Key Takeaways for Taxpayers

The Siemer Milling Company v. Commissioner of Internal Revenue case highlights some key insights for taxpayers looking to successfully claim R&D tax credits. One of the main takeaways is the importance of keeping thorough and detailed documentation of research activities. This includes maintaining records of dates, objectives, methodologies, and results to clearly demonstrate the innovative work being conducted. It’s also beneficial to show a clear process of experimentation, where hypotheses are tested, data is analyzed, and improvements are made based on findings.

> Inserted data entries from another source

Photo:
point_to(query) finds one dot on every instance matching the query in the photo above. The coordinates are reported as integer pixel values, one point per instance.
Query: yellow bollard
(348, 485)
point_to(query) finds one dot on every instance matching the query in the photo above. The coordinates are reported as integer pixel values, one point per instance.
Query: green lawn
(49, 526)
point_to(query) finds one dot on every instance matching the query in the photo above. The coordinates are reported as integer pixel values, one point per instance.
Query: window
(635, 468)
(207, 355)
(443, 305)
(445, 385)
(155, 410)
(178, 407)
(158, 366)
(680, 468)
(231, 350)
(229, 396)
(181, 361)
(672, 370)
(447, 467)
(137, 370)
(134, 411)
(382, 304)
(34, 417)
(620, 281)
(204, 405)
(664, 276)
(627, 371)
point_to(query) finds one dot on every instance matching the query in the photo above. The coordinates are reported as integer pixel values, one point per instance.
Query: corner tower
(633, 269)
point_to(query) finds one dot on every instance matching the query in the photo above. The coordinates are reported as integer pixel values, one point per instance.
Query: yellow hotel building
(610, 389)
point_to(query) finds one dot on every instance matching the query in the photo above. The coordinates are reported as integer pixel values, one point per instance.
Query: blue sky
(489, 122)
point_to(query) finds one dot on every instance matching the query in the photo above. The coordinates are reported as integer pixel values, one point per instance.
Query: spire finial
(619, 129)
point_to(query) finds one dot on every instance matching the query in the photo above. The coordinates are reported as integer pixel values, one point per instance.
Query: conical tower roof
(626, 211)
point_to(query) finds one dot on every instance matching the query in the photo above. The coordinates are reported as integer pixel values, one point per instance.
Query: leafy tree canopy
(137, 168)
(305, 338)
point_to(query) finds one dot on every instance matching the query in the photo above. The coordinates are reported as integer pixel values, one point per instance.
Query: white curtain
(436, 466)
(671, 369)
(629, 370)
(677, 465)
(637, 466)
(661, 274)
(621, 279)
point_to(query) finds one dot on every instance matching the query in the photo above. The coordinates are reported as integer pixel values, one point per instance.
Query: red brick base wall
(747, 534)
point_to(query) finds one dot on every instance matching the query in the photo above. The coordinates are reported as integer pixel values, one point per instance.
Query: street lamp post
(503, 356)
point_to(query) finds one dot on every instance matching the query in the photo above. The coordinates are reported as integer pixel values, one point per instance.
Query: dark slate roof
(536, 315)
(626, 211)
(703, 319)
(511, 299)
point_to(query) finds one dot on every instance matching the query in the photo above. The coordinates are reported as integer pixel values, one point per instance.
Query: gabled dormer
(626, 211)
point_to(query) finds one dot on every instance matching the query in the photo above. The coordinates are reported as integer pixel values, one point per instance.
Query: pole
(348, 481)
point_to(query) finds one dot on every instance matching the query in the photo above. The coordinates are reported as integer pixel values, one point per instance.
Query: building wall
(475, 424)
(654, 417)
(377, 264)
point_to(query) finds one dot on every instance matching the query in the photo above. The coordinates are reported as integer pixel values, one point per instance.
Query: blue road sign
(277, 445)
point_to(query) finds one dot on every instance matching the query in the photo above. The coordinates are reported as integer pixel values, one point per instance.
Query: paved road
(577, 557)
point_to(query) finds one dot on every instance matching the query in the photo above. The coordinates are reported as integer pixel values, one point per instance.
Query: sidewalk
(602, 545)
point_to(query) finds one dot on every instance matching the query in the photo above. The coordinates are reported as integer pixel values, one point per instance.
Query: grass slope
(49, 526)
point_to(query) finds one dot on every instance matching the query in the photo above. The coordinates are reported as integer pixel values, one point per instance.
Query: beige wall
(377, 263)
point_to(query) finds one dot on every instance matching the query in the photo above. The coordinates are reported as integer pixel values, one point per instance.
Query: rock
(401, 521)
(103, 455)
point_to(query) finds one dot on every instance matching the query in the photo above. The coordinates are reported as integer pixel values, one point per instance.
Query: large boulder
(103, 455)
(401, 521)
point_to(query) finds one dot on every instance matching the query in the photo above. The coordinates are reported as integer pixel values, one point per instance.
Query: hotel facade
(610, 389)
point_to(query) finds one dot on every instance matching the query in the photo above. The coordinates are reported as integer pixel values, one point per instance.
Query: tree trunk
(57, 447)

Additionally, clearly identifying the specific business components, such as new or improved products or processes, that are the focus of your research is essential. This helps in meeting the criteria for the business component test under section 41. While the case showed the importance of providing concrete evidence, it also demonstrated that relying on the expertise of a professional accounting firm can be very helpful. By working closely with knowledgeable tax professionals and giving them full access to relevant records, you can navigate the complexities of the R&D tax credit more effectively.

Overall, this case reinforces that with meticulous preparation and the right professional support, claiming R&D tax credits is very achievable and beneficial for businesses engaged in innovation and development. By following these guidelines, you can enhance your compliance with tax regulations while maximizing the benefits of the R&D tax credit.